I was kneeling on my mat in a Pilates class. ‘Now let’s move into a bird-dog rotation,’ said the teacher. I beg your pardon? I dutifully copied her, bringing one knee to the opposite elbow and out again, until...
Ouch. The strangest sensation shuddered in my lower back.
What had I done? Something definitely wasn’t right. I sat out the rest of the class and assumed I’d pulled a muscle.
Little did I know this was the point at which I fractured my spine.
I was 62 at the time, and it was the start of years of agony before finally an investigation concluded I had poor bone density or, to give it its medical name, osteopenia. It is very far from usual to sustain a fracture doing Pilates, of course. But when your bones are losing density, almost anything can trigger a stress fracture. A simple twist, even a sneeze.
The fact is, I should have known that my bone health was poor, but I didn’t. In 2019 – three years before that Pilates class – I’d tripped over my trousers and face-planted into a kerb. It was a small fall, yet I fractured both arms and had to undergo extensive surgery on my right wrist. I now know these are called ‘fragility fractures’– the type that come from minor falls that shouldn’t break bones, and they’re a strong sign that bone density is compromised.

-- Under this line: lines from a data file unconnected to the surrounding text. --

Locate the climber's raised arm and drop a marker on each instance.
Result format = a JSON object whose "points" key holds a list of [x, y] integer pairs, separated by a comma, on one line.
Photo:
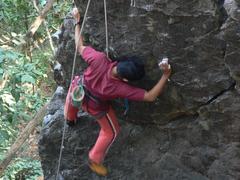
{"points": [[152, 94], [78, 37]]}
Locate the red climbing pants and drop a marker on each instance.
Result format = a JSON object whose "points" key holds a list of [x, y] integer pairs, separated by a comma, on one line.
{"points": [[108, 132], [107, 135]]}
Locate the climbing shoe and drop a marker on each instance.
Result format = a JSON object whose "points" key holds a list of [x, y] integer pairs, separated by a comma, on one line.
{"points": [[71, 123], [98, 168]]}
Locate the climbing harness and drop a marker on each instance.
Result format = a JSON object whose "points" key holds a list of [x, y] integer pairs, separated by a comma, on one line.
{"points": [[73, 67]]}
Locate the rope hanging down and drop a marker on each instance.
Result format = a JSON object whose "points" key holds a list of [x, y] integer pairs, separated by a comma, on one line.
{"points": [[73, 67]]}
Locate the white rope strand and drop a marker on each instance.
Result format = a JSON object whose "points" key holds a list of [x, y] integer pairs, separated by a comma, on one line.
{"points": [[73, 67], [106, 26]]}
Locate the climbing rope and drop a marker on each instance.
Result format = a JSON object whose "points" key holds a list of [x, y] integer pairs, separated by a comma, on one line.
{"points": [[73, 67], [106, 26]]}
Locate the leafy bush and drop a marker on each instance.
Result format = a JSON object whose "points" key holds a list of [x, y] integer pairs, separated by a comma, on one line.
{"points": [[25, 169]]}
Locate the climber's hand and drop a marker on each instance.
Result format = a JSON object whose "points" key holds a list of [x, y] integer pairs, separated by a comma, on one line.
{"points": [[76, 14]]}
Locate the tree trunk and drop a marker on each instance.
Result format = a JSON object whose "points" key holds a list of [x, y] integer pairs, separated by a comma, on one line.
{"points": [[22, 138]]}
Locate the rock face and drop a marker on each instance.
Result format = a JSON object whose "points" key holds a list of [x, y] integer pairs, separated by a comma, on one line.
{"points": [[192, 130]]}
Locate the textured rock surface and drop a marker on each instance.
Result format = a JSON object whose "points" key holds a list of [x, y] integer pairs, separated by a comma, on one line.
{"points": [[192, 130]]}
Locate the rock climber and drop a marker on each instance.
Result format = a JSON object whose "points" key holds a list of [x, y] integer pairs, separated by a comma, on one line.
{"points": [[105, 80]]}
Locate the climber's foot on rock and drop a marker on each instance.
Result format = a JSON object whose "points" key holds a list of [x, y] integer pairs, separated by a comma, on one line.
{"points": [[99, 169]]}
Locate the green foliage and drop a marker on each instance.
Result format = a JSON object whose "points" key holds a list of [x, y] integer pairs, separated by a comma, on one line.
{"points": [[22, 76], [27, 169]]}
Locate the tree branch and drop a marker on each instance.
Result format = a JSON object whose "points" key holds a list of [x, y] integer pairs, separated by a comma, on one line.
{"points": [[38, 21]]}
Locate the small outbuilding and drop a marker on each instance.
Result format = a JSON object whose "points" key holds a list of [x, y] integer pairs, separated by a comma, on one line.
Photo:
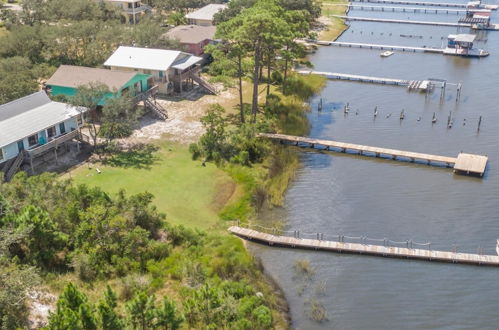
{"points": [[172, 70], [192, 37], [67, 79], [204, 16], [32, 126]]}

Indeed, according to NHS guidelines, if you’ve broken a bone from a minor fall and are aged 50 or over, you should be referred to the local fracture liaison service for further tests. If osteopenia is found, treatment can be started to stop it turning into the more serious osteoporosis, where bone loss is advanced and breakages can be catastrophic.
But that didn’t happen to me in 2019.
Jane Alexander fractured her spine during a Pilates class and later discovered she has osteopenia, or poor bone density
In fact, it transpires that my hospital in Devon doesn’t have a fracture liaison service. According to the Royal Osteoporosis Society, only half of NHS trusts do, making diagnosis and treatment of poor bone density the subject of a horribly unfair postcode lottery.
The Royal College of Physicians estimates that 90,000 people are in the same boat –unaware that they have osteopenia and are therefore at very high risk of osteoporosis with all its nasty implications for future quality of life. The weeks that followed that Pilates class in 2022 were agony. My back kept going into spasm and I was living on painkillers.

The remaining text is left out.